Governance & Operational Best Practices
Custody
- 81% use independent custodians (up from 52% in 2018)
- No single custodian dominates—market remains fragmented
- Regulated custodians with SOC reports are preferred for transparency
Fund Administration
- 86% use independent fund administrators
- Independent NAV calculation is now standard for investor trust
Independent Directors
- 43% have at least one independent director (up from 25%)
- Critical for fair decision-making during redemptions or side pockets
Jurisdictions
Top fund domiciles:
- Cayman Islands (42%)
- United States (38%)
- British Virgin Islands (8%)
Top manager locations:
- United States (52%)
- United Kingdom (15%)
- Gibraltar, Switzerland, Hong Kong
Liquidity Terms and Investor Access
Most funds impose capital restrictions:
- 65% have hard or soft locks
- 63% employ redemption gates (fund-level or investor-level)
Redemption terms vary by strategy:
| Strategy | Frequency | Notice | Lock-up |
|---|---|---|---|
| Quantitative | Monthly | 30–60 days | 12 months |
| Discretionary Long Only | Monthly | 30 days | 18 months |
| Long/Short & Multi-strategy | Quarterly | 30–60 days | 12 months |
Gates protect remaining investors from fire sales during mass redemptions, especially important given crypto’s volatility and illiquid assets.

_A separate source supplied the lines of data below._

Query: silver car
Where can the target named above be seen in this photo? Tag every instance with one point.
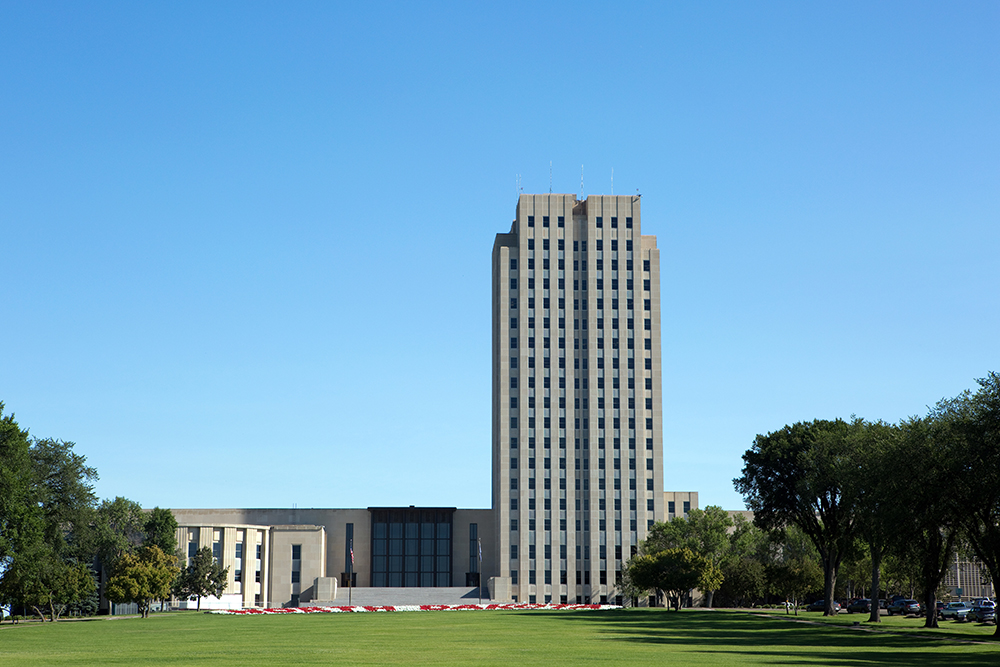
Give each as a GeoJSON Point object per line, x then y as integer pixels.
{"type": "Point", "coordinates": [955, 610]}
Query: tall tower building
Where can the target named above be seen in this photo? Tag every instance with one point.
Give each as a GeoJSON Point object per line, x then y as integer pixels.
{"type": "Point", "coordinates": [577, 419]}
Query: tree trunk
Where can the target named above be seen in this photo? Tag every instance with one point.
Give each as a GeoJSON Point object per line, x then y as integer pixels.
{"type": "Point", "coordinates": [829, 584]}
{"type": "Point", "coordinates": [874, 616]}
{"type": "Point", "coordinates": [930, 613]}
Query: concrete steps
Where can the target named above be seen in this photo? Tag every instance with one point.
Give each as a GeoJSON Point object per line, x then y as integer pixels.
{"type": "Point", "coordinates": [378, 597]}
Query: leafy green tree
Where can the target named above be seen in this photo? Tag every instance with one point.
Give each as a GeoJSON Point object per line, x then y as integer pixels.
{"type": "Point", "coordinates": [882, 495]}
{"type": "Point", "coordinates": [968, 435]}
{"type": "Point", "coordinates": [63, 491]}
{"type": "Point", "coordinates": [38, 578]}
{"type": "Point", "coordinates": [118, 530]}
{"type": "Point", "coordinates": [45, 535]}
{"type": "Point", "coordinates": [202, 577]}
{"type": "Point", "coordinates": [798, 476]}
{"type": "Point", "coordinates": [17, 519]}
{"type": "Point", "coordinates": [930, 525]}
{"type": "Point", "coordinates": [673, 571]}
{"type": "Point", "coordinates": [744, 566]}
{"type": "Point", "coordinates": [704, 532]}
{"type": "Point", "coordinates": [161, 530]}
{"type": "Point", "coordinates": [141, 577]}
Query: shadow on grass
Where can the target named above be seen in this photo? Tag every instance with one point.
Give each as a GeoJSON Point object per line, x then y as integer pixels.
{"type": "Point", "coordinates": [778, 641]}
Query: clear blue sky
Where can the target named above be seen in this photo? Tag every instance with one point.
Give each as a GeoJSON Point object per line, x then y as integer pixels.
{"type": "Point", "coordinates": [245, 247]}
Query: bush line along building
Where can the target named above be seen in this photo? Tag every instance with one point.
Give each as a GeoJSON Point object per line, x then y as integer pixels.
{"type": "Point", "coordinates": [577, 444]}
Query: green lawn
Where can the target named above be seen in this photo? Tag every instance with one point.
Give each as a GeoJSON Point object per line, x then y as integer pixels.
{"type": "Point", "coordinates": [641, 637]}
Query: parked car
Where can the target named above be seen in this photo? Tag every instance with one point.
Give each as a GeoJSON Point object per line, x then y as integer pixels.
{"type": "Point", "coordinates": [904, 607]}
{"type": "Point", "coordinates": [955, 610]}
{"type": "Point", "coordinates": [860, 605]}
{"type": "Point", "coordinates": [983, 611]}
{"type": "Point", "coordinates": [820, 605]}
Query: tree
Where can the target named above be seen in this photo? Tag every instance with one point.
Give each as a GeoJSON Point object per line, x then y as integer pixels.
{"type": "Point", "coordinates": [705, 532]}
{"type": "Point", "coordinates": [797, 476]}
{"type": "Point", "coordinates": [142, 577]}
{"type": "Point", "coordinates": [16, 516]}
{"type": "Point", "coordinates": [161, 530]}
{"type": "Point", "coordinates": [968, 433]}
{"type": "Point", "coordinates": [881, 494]}
{"type": "Point", "coordinates": [118, 530]}
{"type": "Point", "coordinates": [202, 577]}
{"type": "Point", "coordinates": [46, 537]}
{"type": "Point", "coordinates": [63, 491]}
{"type": "Point", "coordinates": [38, 578]}
{"type": "Point", "coordinates": [673, 571]}
{"type": "Point", "coordinates": [930, 522]}
{"type": "Point", "coordinates": [744, 566]}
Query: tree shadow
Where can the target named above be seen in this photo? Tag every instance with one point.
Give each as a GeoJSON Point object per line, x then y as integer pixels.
{"type": "Point", "coordinates": [786, 643]}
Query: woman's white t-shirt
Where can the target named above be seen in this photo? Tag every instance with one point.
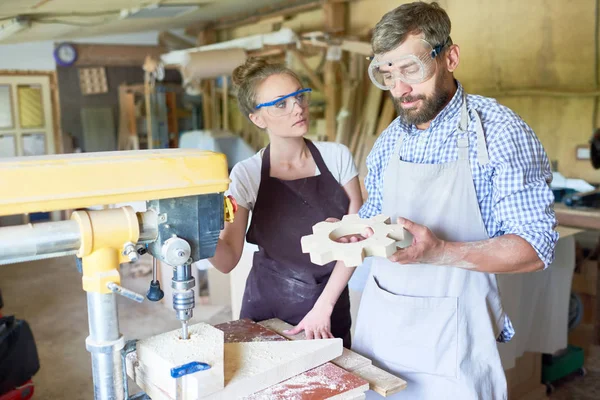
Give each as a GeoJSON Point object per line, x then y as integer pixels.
{"type": "Point", "coordinates": [245, 175]}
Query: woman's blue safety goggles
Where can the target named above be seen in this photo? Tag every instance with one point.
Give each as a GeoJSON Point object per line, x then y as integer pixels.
{"type": "Point", "coordinates": [285, 104]}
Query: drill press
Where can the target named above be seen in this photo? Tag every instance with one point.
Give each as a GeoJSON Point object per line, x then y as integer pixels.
{"type": "Point", "coordinates": [185, 212]}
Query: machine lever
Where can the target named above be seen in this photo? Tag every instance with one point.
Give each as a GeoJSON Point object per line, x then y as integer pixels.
{"type": "Point", "coordinates": [155, 293]}
{"type": "Point", "coordinates": [131, 295]}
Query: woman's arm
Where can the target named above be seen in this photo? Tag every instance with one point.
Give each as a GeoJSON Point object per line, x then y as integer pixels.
{"type": "Point", "coordinates": [317, 323]}
{"type": "Point", "coordinates": [231, 242]}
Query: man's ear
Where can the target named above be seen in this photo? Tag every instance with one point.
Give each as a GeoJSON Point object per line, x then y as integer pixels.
{"type": "Point", "coordinates": [452, 57]}
{"type": "Point", "coordinates": [258, 120]}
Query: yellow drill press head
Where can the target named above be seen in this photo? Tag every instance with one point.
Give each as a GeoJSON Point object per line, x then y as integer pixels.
{"type": "Point", "coordinates": [184, 194]}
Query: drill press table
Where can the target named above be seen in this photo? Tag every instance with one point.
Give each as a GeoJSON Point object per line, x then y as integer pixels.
{"type": "Point", "coordinates": [324, 382]}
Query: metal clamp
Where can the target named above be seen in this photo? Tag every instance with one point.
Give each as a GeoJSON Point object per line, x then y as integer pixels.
{"type": "Point", "coordinates": [130, 294]}
{"type": "Point", "coordinates": [104, 347]}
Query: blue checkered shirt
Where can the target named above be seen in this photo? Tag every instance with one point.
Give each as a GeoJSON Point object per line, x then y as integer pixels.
{"type": "Point", "coordinates": [512, 189]}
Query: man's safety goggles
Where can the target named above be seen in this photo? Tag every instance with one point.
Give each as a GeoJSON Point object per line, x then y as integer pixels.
{"type": "Point", "coordinates": [285, 105]}
{"type": "Point", "coordinates": [409, 68]}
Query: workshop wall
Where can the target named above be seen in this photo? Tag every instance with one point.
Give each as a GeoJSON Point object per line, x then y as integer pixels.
{"type": "Point", "coordinates": [507, 46]}
{"type": "Point", "coordinates": [73, 101]}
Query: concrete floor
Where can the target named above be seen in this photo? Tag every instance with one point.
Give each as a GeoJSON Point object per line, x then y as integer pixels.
{"type": "Point", "coordinates": [48, 295]}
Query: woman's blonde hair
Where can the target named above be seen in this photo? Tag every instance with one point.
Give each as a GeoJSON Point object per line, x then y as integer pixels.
{"type": "Point", "coordinates": [252, 73]}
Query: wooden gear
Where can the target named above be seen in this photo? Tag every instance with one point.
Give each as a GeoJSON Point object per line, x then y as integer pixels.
{"type": "Point", "coordinates": [324, 248]}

Legal, Regulatory & Tax Considerations
Crypto funds face unique tax challenges:
- Income from staking, mining, lending may be treated as business income
- Hard forks and airdrops can trigger taxable events
- Wash sale and straddle rules may apply depending on asset classification
- Mark-to-market elections depend on whether crypto is deemed securities or commodities
- Tax safe-harbor regimes in jurisdictions like the UK, Singapore, and Hong Kong often exclude utility tokens
Legal structuring must balance investor appeal with regulatory compliance across multiple jurisdictions.
Frequently Asked Questions (FAQ)
What defines a crypto hedge fund?
A crypto hedge fund is an actively managed investment vehicle that trades liquid public cryptocurrencies and related instruments using strategies such as long/short, quantitative trading, or multi-strategy approaches. It excludes passive index funds and venture capital investments.
Why did median fund performance improve so dramatically in 2019?
The jump from -46% (2018) to +30% (2019) reflects both market recovery and survivorship bias—only surviving funds reported data. Poorly performing funds likely shut down, inflating overall averages.
How do crypto hedge funds generate returns beyond trading?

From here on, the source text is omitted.